In: Economics
Suppose that we 2 individuals, Jim-Bob and Billy-Bob,
have been suffering from illnesses for 10 years. Jim-Bob suffers
from continuous eczema (itchy and irritated skin). Billy-Bob
suffers from gout (a painful swelling of the joints). Both Jim-Bob
and Billy-Bob agree that Billy-Bob’s disease (gout) is MUCH WORSE
than Jim-Bob’s disease. Because of an expansion of low income
health insurance offerings, both Jim-Bob and Billy-Bob now have the
opportunity to purchase health insurance. Who is likely to increase
their consumption of healthcare services MORE (relative to how much
they utilized before) with their health insurance?
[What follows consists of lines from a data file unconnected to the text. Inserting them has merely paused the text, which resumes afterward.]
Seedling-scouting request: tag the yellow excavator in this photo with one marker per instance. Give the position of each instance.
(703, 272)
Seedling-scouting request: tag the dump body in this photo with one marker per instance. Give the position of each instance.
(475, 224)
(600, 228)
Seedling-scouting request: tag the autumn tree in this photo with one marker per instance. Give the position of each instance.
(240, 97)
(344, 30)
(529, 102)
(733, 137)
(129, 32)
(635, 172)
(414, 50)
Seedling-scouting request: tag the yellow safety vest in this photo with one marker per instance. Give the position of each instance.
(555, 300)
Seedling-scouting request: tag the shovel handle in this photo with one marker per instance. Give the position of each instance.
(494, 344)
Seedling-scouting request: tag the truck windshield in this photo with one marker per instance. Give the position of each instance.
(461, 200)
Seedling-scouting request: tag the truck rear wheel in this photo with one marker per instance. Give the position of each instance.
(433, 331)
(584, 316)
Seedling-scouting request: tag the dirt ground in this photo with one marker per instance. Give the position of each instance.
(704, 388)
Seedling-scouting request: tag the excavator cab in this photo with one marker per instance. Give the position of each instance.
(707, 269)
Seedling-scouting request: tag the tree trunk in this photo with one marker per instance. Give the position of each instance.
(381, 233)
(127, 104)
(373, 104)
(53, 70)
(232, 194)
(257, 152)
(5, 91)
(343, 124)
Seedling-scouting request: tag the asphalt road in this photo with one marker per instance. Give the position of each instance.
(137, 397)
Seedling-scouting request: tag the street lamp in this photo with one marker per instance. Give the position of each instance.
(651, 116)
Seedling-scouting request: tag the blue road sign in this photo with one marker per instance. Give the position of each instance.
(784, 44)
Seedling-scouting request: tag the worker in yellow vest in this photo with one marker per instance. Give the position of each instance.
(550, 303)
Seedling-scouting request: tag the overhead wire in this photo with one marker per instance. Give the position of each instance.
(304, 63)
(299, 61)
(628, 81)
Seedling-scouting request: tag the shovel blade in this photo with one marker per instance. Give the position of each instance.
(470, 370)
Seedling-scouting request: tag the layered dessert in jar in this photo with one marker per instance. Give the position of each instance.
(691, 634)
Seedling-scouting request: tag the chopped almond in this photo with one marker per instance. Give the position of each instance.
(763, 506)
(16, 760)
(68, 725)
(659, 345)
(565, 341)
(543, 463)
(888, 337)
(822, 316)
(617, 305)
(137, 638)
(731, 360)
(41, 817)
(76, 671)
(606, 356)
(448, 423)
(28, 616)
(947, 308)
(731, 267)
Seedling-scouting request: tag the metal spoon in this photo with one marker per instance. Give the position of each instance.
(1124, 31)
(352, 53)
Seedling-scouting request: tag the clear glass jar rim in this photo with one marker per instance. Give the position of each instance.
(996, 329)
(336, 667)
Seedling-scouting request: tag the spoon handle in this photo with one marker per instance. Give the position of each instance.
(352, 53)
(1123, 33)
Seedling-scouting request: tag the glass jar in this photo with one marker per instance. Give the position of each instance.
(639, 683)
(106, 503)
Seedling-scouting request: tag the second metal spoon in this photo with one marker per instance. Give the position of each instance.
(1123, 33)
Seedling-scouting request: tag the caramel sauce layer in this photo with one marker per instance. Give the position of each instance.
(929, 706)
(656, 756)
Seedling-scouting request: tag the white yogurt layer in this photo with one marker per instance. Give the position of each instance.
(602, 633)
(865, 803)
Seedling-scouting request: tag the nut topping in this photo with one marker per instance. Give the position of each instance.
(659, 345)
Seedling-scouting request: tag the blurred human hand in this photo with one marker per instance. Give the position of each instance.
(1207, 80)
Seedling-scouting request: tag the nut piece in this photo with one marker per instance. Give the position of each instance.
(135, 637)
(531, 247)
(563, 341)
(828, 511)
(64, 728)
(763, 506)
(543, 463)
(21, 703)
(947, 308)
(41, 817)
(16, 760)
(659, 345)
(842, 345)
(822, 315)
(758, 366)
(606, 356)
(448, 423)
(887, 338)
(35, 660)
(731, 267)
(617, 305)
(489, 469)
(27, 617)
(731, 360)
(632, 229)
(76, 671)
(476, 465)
In our question, it is clearly mentioned that the disease of Billy-Bob is MUCH WORSE than Jim-Bob. As both the individuals are now going to take the health insurance despite of the different level of seriousness of their disease, there arises a question of Moral Hazard. Moral Hazard is the theory of additional healthcare which is purchased when the person become insured, since this additional healthcare was not necessary it raises the demand of healthcare. It is worth to note that Moral Hazard doesn't arise in the case of serious disease, the healthcare for which is necessary for survival of an individual. Here in our example Billy-Bob disease is serious and the health insurance demand is also created because of this. So for Billy-Bob the demand for healthcare is going to remain same due to the seriousness of disease. Whereas Jim-Bob was not using healthcare much before but now after purchasing healthcare he may start using the healthcare so consumption for Jim-Bob is likely to increase.